Ci rifugiamo, dunque, nella zona espositiva dedicata ai conflitti moderni, che, dal mio punto di vista, si farebbe un gran bene a visitare, tanto per rammentare che guerra non fa nessuno grande.

Il fine cartografo che è in me (a dire il vero, prima l’ha notata Zzi, ma io subito dopo e senza aiuto) nota una lievissima imprecisione su una carta dell’URSS: Stalingrado (Volgograd) indicata al posto di Leningrado (San Pietroburgo).
Del resto, che differenza c’è? È pur sempre una città col nome di un dittatore, c’è solo uno scarto di quasi 1700 chilometri, ovvero un po’ più della distanza tra Vipiteno e Pachino, è quel genere di inezie che vediamo noi cagacazzi che ci battiamo per l’assenza dell’apostrofo tra “qual” ed “è”… seghe mentali da repressi, suppongo.Quando usciamo, mancano cinque minuti alla chiusura della visita alla vicina tomba di Napoleone, ma il ligio commesso non ci fa accedere.

Sai che c’è?
Tanto era un nanetto megalomane e non me frega un cazzo.

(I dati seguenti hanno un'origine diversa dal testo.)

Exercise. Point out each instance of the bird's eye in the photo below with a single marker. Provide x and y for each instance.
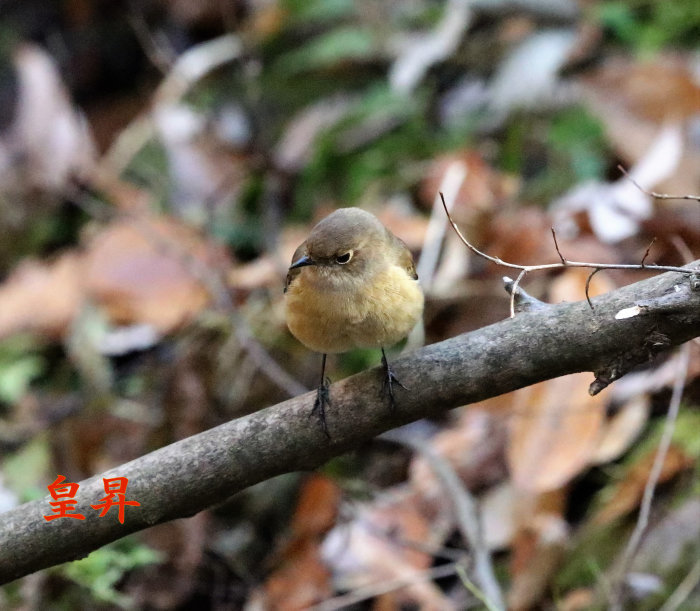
(344, 258)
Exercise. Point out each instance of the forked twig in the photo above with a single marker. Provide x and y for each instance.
(525, 269)
(654, 194)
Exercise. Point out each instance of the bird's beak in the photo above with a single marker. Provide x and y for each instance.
(304, 261)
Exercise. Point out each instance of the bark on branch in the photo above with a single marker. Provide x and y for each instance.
(186, 477)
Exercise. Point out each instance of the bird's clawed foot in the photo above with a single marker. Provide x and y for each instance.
(323, 399)
(389, 380)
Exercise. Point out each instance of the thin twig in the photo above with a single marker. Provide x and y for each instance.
(646, 253)
(654, 194)
(471, 586)
(588, 287)
(524, 269)
(556, 245)
(618, 592)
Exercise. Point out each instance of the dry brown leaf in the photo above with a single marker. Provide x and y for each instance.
(148, 271)
(556, 424)
(627, 494)
(375, 547)
(484, 189)
(302, 579)
(580, 599)
(634, 99)
(42, 298)
(618, 433)
(537, 550)
(48, 135)
(473, 447)
(554, 431)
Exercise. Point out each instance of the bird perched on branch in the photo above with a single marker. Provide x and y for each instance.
(351, 284)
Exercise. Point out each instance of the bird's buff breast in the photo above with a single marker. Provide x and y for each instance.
(330, 319)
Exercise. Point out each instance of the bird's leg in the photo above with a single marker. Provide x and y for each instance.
(322, 399)
(389, 380)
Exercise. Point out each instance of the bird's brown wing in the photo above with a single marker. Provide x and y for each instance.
(293, 273)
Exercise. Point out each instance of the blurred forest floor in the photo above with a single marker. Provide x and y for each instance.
(160, 162)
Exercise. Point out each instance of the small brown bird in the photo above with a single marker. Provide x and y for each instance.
(351, 284)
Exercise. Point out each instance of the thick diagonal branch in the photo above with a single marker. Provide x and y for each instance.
(188, 476)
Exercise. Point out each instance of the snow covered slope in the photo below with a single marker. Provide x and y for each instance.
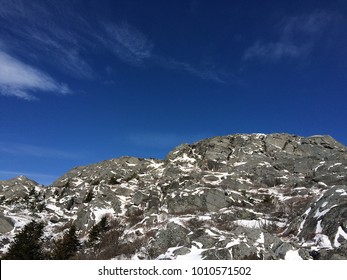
(253, 196)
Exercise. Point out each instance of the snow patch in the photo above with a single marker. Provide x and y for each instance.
(340, 232)
(292, 255)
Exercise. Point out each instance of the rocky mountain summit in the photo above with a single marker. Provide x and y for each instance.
(253, 196)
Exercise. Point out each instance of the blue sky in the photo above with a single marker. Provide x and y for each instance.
(85, 81)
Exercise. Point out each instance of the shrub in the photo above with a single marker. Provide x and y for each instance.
(66, 247)
(27, 244)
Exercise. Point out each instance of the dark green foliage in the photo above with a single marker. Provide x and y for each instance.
(27, 244)
(66, 247)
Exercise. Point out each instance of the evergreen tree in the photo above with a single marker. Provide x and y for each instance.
(27, 244)
(66, 247)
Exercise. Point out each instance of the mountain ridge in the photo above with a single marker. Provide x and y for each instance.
(240, 196)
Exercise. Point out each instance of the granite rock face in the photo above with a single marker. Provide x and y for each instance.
(243, 196)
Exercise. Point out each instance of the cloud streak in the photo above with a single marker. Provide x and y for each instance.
(297, 37)
(21, 80)
(127, 42)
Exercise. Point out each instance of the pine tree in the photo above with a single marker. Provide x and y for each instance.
(27, 244)
(66, 247)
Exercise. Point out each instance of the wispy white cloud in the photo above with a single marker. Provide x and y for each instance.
(20, 149)
(22, 80)
(127, 42)
(46, 34)
(297, 36)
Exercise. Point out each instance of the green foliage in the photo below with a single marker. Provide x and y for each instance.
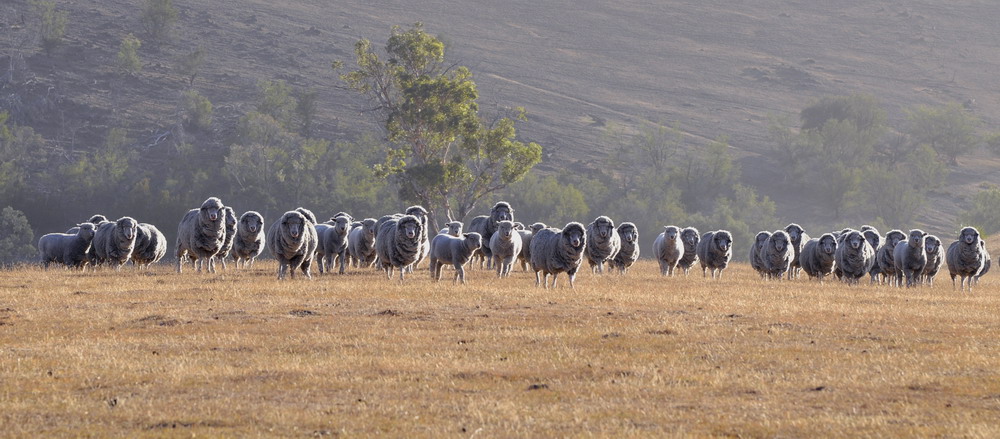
(158, 18)
(950, 129)
(127, 61)
(441, 154)
(51, 24)
(16, 238)
(197, 110)
(984, 211)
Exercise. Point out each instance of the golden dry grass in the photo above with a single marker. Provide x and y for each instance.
(241, 354)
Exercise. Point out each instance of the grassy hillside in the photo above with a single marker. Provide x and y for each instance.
(239, 353)
(713, 68)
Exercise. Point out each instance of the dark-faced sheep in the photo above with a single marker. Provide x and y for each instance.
(714, 252)
(398, 244)
(818, 256)
(292, 241)
(855, 257)
(335, 241)
(690, 237)
(555, 251)
(249, 241)
(798, 238)
(629, 252)
(65, 248)
(453, 250)
(603, 243)
(884, 255)
(966, 257)
(668, 249)
(200, 234)
(114, 241)
(778, 254)
(756, 255)
(505, 245)
(909, 258)
(487, 225)
(150, 246)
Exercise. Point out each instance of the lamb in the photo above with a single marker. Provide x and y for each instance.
(454, 250)
(397, 244)
(910, 259)
(818, 256)
(229, 218)
(505, 246)
(935, 257)
(629, 252)
(150, 246)
(690, 237)
(200, 234)
(714, 251)
(603, 243)
(854, 257)
(966, 257)
(114, 241)
(526, 236)
(65, 248)
(668, 249)
(757, 253)
(777, 254)
(798, 239)
(555, 251)
(361, 243)
(884, 255)
(487, 225)
(293, 241)
(335, 241)
(249, 240)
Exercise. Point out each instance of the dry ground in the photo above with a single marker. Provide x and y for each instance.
(240, 354)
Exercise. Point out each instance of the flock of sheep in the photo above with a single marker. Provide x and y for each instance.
(402, 241)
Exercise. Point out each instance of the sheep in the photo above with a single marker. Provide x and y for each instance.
(629, 252)
(798, 238)
(555, 251)
(909, 258)
(150, 246)
(335, 241)
(526, 236)
(777, 254)
(935, 257)
(668, 249)
(818, 256)
(114, 241)
(603, 243)
(454, 250)
(757, 253)
(487, 225)
(714, 252)
(361, 243)
(292, 240)
(200, 234)
(249, 240)
(397, 244)
(690, 237)
(966, 257)
(66, 248)
(854, 257)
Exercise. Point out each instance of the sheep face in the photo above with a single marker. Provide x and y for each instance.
(969, 235)
(210, 209)
(828, 244)
(916, 239)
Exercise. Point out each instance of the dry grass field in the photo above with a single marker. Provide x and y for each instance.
(240, 354)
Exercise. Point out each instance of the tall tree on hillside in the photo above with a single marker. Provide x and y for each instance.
(442, 154)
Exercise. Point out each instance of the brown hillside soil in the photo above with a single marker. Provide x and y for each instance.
(239, 354)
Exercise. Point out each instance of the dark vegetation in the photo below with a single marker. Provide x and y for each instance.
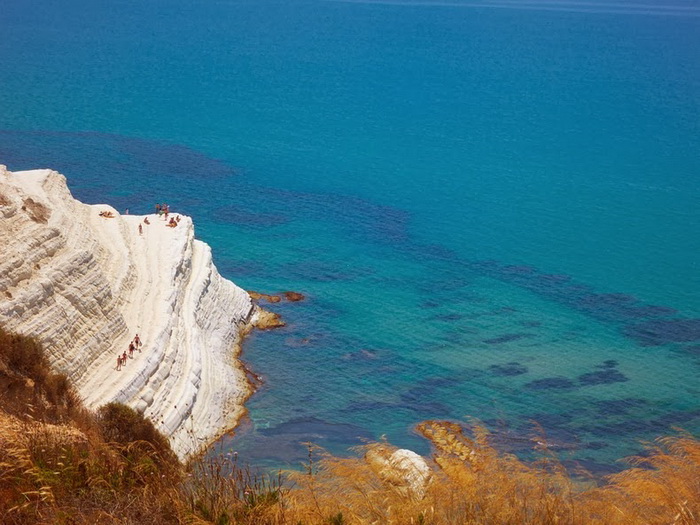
(61, 464)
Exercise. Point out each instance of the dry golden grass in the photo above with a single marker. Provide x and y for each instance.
(62, 464)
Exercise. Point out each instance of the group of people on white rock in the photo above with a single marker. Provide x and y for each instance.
(134, 345)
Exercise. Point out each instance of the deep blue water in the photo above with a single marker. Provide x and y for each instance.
(492, 207)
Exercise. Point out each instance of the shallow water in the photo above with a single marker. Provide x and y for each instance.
(493, 212)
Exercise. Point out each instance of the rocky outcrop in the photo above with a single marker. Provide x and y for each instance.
(403, 468)
(84, 285)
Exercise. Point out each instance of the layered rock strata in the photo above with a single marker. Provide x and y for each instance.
(85, 284)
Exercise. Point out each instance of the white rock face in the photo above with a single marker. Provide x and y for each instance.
(403, 468)
(84, 285)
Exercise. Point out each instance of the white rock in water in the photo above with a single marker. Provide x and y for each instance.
(84, 285)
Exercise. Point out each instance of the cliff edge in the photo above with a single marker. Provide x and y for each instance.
(84, 284)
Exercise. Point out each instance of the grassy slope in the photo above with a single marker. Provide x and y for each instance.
(62, 464)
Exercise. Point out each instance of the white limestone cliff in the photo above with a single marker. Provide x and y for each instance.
(84, 285)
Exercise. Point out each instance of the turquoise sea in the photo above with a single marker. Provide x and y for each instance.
(493, 207)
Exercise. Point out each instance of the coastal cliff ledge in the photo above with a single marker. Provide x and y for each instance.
(85, 283)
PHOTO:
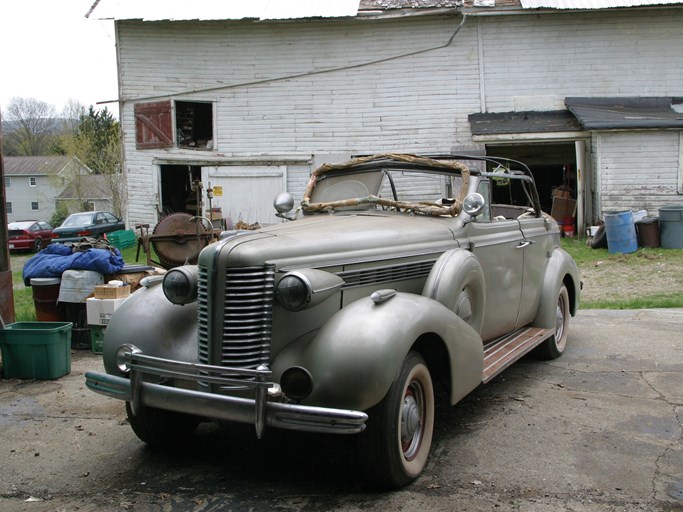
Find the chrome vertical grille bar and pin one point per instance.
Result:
(246, 307)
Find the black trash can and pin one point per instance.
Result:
(648, 232)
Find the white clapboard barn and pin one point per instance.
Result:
(250, 96)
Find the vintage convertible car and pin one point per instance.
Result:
(396, 273)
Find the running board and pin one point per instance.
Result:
(502, 352)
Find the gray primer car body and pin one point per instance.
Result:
(343, 317)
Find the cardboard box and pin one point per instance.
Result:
(111, 292)
(99, 311)
(562, 208)
(214, 215)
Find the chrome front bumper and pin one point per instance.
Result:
(259, 411)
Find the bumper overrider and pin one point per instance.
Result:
(260, 411)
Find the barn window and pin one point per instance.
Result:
(153, 126)
(194, 124)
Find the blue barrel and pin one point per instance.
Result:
(671, 226)
(621, 232)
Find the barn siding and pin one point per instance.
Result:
(639, 170)
(418, 103)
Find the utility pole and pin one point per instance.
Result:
(6, 291)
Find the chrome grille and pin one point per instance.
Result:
(247, 306)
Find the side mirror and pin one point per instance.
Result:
(473, 204)
(283, 202)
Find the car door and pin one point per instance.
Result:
(498, 245)
(536, 236)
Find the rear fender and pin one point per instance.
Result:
(561, 270)
(355, 357)
(154, 325)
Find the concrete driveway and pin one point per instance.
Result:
(598, 429)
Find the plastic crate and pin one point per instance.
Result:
(97, 338)
(122, 238)
(36, 350)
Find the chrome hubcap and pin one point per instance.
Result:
(411, 421)
(464, 309)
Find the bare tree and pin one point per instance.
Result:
(33, 125)
(71, 117)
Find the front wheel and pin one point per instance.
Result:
(395, 445)
(159, 428)
(553, 347)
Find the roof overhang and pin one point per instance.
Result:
(205, 10)
(525, 126)
(627, 113)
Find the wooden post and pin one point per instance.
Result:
(6, 291)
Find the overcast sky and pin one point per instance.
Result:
(50, 51)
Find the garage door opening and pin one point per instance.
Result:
(177, 195)
(553, 166)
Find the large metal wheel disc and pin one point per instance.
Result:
(178, 239)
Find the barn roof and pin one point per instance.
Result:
(627, 112)
(262, 10)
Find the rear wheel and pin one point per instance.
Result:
(159, 428)
(553, 347)
(395, 445)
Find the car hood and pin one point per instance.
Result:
(335, 239)
(71, 230)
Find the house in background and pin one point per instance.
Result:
(91, 192)
(33, 184)
(249, 97)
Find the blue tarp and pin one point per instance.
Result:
(56, 258)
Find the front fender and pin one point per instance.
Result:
(356, 355)
(153, 324)
(561, 269)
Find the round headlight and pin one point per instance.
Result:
(180, 284)
(121, 356)
(296, 383)
(293, 292)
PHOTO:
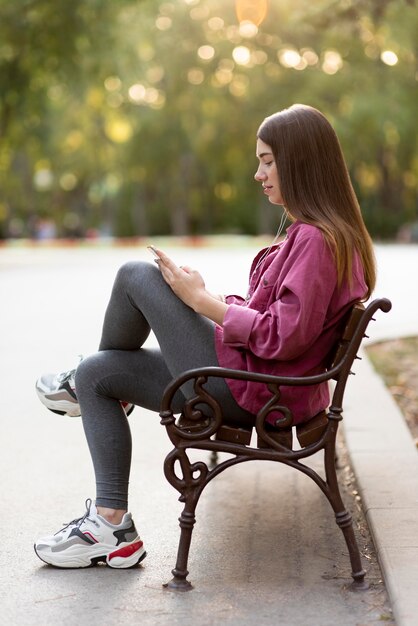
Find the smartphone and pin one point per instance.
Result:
(153, 251)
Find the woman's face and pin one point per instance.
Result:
(267, 173)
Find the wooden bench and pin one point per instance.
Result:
(195, 430)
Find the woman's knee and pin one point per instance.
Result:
(89, 373)
(136, 272)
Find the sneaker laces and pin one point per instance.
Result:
(65, 376)
(78, 521)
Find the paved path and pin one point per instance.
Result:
(247, 567)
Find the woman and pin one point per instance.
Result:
(299, 292)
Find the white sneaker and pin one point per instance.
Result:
(87, 541)
(57, 393)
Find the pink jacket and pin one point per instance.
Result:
(289, 322)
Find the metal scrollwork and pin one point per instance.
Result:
(282, 422)
(193, 475)
(204, 424)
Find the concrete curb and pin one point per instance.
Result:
(385, 462)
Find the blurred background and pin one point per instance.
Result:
(138, 118)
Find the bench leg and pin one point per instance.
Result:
(343, 517)
(179, 581)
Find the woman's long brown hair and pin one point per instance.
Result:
(316, 186)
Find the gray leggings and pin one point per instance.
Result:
(123, 370)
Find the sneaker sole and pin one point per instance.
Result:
(62, 407)
(76, 558)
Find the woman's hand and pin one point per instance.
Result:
(189, 286)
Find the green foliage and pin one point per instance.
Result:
(139, 118)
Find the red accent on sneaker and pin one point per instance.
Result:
(126, 550)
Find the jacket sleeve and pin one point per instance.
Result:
(298, 304)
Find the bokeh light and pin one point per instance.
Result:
(241, 55)
(389, 57)
(253, 11)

4 thoughts on “L’unica volta che vidi Parigi (5)

  1. Pillow

    non mi ha mai entusiasmato, la signora Parigi.
    forse per stizza con la razza francese, forse per l’odore di cipolla o quei soggetti in giro con il pane sotto l’ascella.
    forse perché non l’ho mai reputata divertente…
    insomma, di parigi ricordo bene solo le pasticcerie ed il Louvre.
    ah, e montmartre, dove credo di essere stata l’unica a rimediare (e foraggiare) una ritrattista londinese.
    e va be’…

  2. Larry Post author

    A chi lo dici!
    Non ci sono gatti, non c’è Malaussene e, soprattutto, non c’è Humphrey Bogart; il cibo è caro, la birra è proibitiva e un macaron costa UN EURO: pacco totale, insomma!

  3. Pillow

    we love Berlino! Dove mangi pure bene e bevi alla stragrande.
    O Dublino. Idem come sopra, e chi dice il contrario è andato cercando gli spaghetti alla puttanesca a temple bar.
    Ma anche New York (non per mangiare, però).
    Insomma, Parigi cara: sei storica, elegante, maliconica, ricca, ma sei anche un po’ la simona ventura delle capitali europee: tronfia, saccente, kitsch.

  4. Larry Post author

    Berlino!
    Ammazza se è buono il cibo a Berlino, e per molti meno euro ti danno anche una tovaglietta su cui tenere posate e tovagliolo e una passata al tavolo con lo straccio.
    Senza contare che non c’è nessuno che ti si rivolge in francese, il che è certamente d’aiuto.